Kebutuhan mendasar manusia adalah kemampuan untuk mencintai diri sendiri meskipun hal ini tidak mudah untuk dilakukan, dan hati adalah lambang diri sendiri itu. Orang yang hidupnya dipenuhi keharusan cenderung menganggap dirinnya hina dan orang seperti ini mempunyai harga diri yang sakit dan menempatkan Tuhan bukan sebagai Abba melainkan sebagai pribadi yang selalu menuntut. Dalam hubungan dengan Tuhan setia, taat tetapi melakukan semuanya dengan terpaksa sebagai kewajiban dan tidak memberi kesempatan pada Tuhan untuk mengerjakan karya cinta kasihNya dalam hidup mereka.

Banyak orang yang mengaku diri mereka Kristen tetapi hatinya tidak dapat mempercayai bahwa Tuhan menciptakan mereka segambar dengan diriNya. Selalu merasa diri adalah sampah, meskipun tak seorangpun terlahir dengan harga diri yang jelek karena Tuhan menciptakan manusia secara baik dan harga diri yang utuh. Rasa harga diri yang rendah merupakan bentukkan masa lampau, yang dikemudian hari menimbulkan penilaian dan penafsiran yang salah tentang diri sendiri.
Mencintai diri sendiri agar dapat mencintai Tuhan adalah penyangkalan diri, akan tetapi kita tidak akan dapat menyangkal diri kalu kita belum sepenuhnya mengenal diri kita sendiri, belum mempunyai harga diri yang kuat, dan kita tidak akan menyerahkan diri pada Tuhan karena tidak tahu apa yang dapat diberikan. Oleh karena itu kita tidak akan mampumenyerahkan diri kalau belum mampu mengenal Tuhan dan mencinta diri kita.
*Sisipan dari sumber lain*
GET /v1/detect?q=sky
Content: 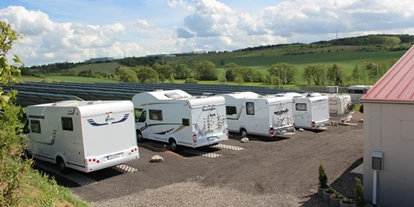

Cinta diri dan egoisme merupakan dua hal yang berbeda, karena cinta diri berarti menerima diri apa adanya dengan segala kemampuan dan keterbatasan sedangkan egoisme adalah orang yang belum mempunyai aku dan terus menerus mencari aku, dan ini adalah penyakit.
Injil berlaku relevan sampai sekarang dan untuk dapat menghayatinya kita harus dapat mencintai diri terlebih dahulu. Adalah hak setiap orang untuk dicintai dan diperhatikan, dan jika kita tidak mempunyai harga diri, marilah mulai berusaha membangun rasa harga diri kita.
Langkah yang dapat dilakukan untuk membangun rasa cinta diri, yaitu menyadari dan menerima kenyataan diri apa adanya, kemudian mngontrol ungkapan diri dengan bahasa yang dapat mempengaruhi perasaan diri. Mulai menghargai tubuh sendiri, meneliti bakat diri, berdoa dan membiarkan cinta Tuhan menyapa, mengenang kisah-kisah cinta dalam kehidupan sendiri, hidup di masa sekarang, hentikan mengusahakan agar diri dicintai, jangan mengejar hal-hal yang tinggi kalau masih lapar dengan hal yang mendasar, dengan demikian iman merupakan relasi dengan Tuhan secara pribadi, jawaban kepada Tuhan secara pribadi serta penyerahan diri pada Tuhan secara bebas hingga terjalin persekutuan denganNya. Perasaan adalah tempat persekutuan dengan Tuhan, lewat sentuhan perasaan kita ungkapkan jawaban kita padaNya, dengan pertolongan akal budi kita dapat memahamiNya, meskipun hanya lewat perasaanlah kita dapat menjalin relasi denganNya. Perasaan harus diungkapkan secara dewasa sehingga kita menjadi manusia yang aktif dan dinamis, terus membina iman dan mencintai diri sebagaimana adanya sehingga dapat mencintai Tuhan. Selalu memandang diri berharga sebagai ciptaanNya dan karena itu merasa pantas diri adalah persembahan yang hidup yang berkenan dihadapanNya.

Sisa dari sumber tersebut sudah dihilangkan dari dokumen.